Ethereum(ETH) is a decentralized open source blockchain with intelligent contract capabilities. Ethereum is the platform's native cryptocurrency.
It is the second largest cryptocurrency by market capitalization in the world after Bitcoin. Ethereum is the most actively used blockchain. Ethereum was proposed by programmer Vitalik Buterin in 2013. Development was crowdfunded in 2014, the network went live on July 30, 2015, with an initial shipment of 72 million coins. Ethereum virtual machines (EVMs) can run scripts and run distributed applications.
Ethereum was used for decentralized financing, NFT creation, exchange, and many early coin offerings.
In 2016, hackers used a bug in a third-party project called DAO to steal $ 50 million worth of ether. As a result, the Ethereum community resolved to hard-share the blockchain to undo the theft, and Ethereum Classic (ETC) continued the original chain. Ethereum has begun implementing a series of upgrades called Ethereum 2.0. This includes migrating to evidence of interest and improving transaction throughput using sharing. Comparison to Bitcoin Etherium differs from Bitcoin, the cryptocurrency with the largest market cap for 2020, in many ways.
1. Bitcoin is a special form of digital money where users can only send, receive and store bitcoins.
2. Ethereum is a smart contract platform that allows organizations to create many different digital ledgers to use blockchain technology and can be used to create additional cryptocurrencies running on top of its blockchain. For example, Ethereum can be used to create tokens that are 1: 1 in the U.S. Is placed with the value of dollars (not called stabitech oin) if the user wants to transfer or store the value of dollars on the blockchain.

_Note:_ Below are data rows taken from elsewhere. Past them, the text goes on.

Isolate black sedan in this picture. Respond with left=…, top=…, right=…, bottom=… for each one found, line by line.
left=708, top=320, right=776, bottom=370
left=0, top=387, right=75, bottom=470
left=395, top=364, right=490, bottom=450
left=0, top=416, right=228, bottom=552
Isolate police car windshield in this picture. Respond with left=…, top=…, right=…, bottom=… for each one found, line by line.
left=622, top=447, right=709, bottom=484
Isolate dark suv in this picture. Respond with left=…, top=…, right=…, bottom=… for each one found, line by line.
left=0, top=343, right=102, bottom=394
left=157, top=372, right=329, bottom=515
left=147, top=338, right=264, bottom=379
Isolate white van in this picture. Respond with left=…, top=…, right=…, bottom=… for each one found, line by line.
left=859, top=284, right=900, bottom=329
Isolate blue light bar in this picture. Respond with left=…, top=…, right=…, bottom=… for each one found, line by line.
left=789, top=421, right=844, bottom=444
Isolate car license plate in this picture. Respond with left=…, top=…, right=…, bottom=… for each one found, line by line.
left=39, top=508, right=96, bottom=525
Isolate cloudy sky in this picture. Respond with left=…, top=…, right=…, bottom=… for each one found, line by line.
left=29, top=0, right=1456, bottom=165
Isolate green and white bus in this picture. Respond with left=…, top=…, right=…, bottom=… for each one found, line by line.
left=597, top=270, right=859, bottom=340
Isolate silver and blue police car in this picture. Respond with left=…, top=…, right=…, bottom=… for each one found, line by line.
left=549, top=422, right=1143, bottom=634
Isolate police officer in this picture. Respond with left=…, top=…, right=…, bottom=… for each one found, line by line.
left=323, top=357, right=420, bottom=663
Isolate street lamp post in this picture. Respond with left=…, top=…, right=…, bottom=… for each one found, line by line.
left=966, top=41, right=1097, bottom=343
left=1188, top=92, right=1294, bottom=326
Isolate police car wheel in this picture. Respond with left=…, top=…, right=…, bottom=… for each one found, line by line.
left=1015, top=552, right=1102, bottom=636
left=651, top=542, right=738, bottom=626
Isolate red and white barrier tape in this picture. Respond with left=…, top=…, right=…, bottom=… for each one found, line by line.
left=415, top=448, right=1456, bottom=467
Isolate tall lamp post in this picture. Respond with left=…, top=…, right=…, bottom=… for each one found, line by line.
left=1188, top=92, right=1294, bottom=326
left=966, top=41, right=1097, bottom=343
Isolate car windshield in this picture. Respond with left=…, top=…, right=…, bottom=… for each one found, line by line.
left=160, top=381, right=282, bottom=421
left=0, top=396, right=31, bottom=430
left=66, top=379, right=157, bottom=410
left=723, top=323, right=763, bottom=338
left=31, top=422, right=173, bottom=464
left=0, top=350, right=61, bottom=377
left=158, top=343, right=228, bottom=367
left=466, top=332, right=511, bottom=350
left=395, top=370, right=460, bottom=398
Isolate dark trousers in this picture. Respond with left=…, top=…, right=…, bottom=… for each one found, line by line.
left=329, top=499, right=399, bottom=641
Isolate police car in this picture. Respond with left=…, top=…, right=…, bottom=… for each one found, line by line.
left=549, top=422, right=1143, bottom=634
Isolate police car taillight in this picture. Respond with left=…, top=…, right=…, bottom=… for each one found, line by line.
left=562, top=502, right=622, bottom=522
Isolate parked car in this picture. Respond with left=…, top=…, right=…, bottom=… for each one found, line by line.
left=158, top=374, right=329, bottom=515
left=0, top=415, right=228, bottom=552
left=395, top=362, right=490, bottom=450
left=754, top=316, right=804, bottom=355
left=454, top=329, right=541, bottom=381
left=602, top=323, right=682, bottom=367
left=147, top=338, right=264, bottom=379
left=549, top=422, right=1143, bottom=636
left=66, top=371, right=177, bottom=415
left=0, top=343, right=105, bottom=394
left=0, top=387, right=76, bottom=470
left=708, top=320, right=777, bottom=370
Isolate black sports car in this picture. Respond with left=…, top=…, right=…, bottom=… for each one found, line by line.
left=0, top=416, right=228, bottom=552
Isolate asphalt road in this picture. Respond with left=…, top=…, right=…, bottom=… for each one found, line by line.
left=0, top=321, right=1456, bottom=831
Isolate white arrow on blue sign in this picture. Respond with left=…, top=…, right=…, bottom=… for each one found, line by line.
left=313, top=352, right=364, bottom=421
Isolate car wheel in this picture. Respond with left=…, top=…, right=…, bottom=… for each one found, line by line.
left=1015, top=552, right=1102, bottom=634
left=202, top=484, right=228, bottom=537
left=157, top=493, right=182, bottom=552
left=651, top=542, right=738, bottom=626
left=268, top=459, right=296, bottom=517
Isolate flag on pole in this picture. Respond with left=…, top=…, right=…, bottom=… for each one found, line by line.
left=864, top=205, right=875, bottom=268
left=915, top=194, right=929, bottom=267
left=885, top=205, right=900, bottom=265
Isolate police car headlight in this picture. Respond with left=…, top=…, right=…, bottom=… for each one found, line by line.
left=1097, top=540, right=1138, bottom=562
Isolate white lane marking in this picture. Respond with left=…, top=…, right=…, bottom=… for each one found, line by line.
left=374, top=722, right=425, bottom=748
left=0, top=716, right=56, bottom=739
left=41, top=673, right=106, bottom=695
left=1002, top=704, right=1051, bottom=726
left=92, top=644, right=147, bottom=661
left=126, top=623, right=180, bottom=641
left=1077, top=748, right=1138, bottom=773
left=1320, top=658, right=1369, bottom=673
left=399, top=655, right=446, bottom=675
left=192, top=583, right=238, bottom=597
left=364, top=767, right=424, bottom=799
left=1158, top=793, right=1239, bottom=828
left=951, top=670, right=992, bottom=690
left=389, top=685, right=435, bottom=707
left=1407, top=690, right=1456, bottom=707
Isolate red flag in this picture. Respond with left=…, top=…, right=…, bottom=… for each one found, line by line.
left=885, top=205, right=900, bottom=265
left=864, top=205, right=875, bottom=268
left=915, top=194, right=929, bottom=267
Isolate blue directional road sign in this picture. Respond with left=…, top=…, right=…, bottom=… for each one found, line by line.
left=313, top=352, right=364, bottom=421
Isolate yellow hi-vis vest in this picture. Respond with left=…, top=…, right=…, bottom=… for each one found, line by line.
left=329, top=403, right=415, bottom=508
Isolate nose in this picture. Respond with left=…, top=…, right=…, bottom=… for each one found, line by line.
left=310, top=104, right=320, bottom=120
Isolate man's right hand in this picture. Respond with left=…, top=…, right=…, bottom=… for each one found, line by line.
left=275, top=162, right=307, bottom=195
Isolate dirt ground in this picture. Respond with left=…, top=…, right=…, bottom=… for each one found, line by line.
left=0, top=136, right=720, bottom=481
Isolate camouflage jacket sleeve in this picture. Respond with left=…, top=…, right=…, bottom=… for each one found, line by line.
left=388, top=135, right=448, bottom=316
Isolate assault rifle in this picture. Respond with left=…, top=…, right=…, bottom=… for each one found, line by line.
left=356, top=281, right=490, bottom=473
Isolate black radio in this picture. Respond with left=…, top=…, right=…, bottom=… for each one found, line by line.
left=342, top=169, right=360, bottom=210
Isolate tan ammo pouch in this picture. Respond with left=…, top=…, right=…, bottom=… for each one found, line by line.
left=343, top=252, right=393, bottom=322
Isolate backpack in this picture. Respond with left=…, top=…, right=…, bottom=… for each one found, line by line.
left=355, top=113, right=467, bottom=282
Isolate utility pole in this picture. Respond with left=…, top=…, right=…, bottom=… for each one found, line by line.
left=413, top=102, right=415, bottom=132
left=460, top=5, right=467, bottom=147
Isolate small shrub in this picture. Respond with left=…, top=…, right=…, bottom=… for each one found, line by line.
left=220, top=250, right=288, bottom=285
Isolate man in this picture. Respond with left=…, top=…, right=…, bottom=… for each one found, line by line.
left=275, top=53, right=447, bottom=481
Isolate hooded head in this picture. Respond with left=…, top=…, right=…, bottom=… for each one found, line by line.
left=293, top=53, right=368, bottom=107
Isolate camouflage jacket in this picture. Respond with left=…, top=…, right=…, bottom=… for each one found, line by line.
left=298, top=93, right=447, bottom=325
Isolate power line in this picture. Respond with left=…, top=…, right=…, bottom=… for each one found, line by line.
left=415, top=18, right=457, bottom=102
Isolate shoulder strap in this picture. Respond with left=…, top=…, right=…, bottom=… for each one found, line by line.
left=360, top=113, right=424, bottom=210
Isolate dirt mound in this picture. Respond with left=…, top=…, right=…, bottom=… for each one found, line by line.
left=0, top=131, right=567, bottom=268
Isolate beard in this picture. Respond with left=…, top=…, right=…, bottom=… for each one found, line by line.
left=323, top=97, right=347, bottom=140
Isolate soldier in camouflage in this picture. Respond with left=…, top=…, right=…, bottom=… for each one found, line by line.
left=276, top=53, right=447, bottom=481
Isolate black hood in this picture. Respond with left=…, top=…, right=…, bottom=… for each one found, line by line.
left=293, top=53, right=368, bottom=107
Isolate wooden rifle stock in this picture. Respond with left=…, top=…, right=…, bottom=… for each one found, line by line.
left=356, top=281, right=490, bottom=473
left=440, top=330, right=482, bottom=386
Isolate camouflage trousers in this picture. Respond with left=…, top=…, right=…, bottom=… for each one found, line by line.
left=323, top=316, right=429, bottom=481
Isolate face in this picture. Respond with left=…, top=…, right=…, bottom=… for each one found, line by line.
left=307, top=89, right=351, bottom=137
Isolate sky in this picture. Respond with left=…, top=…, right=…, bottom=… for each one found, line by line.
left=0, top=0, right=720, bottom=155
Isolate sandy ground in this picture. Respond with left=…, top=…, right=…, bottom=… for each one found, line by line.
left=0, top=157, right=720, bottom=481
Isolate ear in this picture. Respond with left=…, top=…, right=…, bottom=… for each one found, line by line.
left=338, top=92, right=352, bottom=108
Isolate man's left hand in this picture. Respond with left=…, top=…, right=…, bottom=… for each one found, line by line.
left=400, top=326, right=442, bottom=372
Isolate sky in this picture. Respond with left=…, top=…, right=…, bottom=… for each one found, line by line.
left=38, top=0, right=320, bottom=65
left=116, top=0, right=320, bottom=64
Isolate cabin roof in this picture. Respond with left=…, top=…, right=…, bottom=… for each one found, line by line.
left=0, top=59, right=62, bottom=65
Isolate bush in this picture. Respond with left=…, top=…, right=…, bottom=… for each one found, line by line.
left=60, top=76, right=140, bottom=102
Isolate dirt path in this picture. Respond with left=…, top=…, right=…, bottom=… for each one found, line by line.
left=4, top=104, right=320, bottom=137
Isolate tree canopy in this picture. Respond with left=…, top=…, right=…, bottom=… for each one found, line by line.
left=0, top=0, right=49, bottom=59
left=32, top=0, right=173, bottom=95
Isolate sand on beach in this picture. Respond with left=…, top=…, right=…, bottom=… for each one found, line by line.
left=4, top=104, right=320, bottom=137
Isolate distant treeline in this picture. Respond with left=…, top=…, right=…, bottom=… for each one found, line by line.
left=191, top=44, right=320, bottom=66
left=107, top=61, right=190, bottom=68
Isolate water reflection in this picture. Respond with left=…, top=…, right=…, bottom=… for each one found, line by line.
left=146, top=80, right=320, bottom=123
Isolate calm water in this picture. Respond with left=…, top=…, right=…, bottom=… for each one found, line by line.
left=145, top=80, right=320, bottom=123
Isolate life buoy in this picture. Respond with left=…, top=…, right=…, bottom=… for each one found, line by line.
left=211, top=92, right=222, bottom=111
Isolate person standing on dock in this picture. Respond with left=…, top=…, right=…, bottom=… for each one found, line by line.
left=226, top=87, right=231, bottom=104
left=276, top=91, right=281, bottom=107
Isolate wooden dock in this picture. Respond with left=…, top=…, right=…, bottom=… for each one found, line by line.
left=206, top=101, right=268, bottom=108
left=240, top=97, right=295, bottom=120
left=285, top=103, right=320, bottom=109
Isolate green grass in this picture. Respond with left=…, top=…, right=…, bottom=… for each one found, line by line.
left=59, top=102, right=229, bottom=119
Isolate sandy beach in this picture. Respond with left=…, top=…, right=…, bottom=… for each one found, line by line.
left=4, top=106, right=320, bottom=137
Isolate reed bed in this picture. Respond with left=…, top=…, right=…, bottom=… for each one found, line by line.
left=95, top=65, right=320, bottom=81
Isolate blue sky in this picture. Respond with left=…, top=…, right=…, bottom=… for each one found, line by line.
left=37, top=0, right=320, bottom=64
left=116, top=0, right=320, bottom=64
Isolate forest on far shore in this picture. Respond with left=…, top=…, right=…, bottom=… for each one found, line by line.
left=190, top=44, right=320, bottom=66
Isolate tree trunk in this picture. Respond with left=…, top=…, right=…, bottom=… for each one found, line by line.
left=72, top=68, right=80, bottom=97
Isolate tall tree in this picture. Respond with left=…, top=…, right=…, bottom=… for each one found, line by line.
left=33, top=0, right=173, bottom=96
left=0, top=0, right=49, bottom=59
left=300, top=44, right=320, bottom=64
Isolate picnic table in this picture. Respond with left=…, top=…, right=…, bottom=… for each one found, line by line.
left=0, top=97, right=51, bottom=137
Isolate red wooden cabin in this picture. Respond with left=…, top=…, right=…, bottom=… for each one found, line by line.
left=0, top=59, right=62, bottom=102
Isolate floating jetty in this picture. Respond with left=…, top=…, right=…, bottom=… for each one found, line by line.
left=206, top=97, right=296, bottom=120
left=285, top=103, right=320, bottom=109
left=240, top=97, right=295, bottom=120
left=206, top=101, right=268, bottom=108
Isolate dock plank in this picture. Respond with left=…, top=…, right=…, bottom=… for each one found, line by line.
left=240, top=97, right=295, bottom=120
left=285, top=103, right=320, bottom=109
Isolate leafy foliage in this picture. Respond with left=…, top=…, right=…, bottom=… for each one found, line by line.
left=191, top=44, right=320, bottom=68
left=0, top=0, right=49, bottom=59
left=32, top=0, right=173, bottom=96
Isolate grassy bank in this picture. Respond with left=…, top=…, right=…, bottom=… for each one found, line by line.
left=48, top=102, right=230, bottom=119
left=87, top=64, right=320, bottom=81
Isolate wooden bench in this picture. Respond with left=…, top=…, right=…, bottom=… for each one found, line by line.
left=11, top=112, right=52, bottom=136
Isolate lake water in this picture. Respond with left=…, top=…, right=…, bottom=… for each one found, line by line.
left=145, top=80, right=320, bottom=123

3. Ether itself can also be sent, received and stored in the form of digital money.
4. Bitcoin is only for money, compared to Ethereum, where there is also a target to launch apps (such as Google Play or Apple Plus App Store). Its block time is 13 seconds, while Bitcoin is 10 minutes.
5. Ether mining generally produces new coins at a constant rate, changing occasionally during hard forks, but bitcoin's rate drops by half every 4 years. For proof of work (PoW), Ethereum uses the Etash algorithm, which aims to minimize the benefit of specialized mining ASICs.
6. Transaction fees differ based on computational complexity, bandwidth usage, and storage requirements (in a system called gas), but bitcoin transactions compete for the size of transactions in bytes.
7. Ethereum uses the accounting system, where the values in Vee (1 Ether, 1 ETH = 1018 Vee) are loaded from the accounts and credited to another, which is very similar to the UTXO system of Bitcoin, which is very similar to spending money and accept the change. Came back.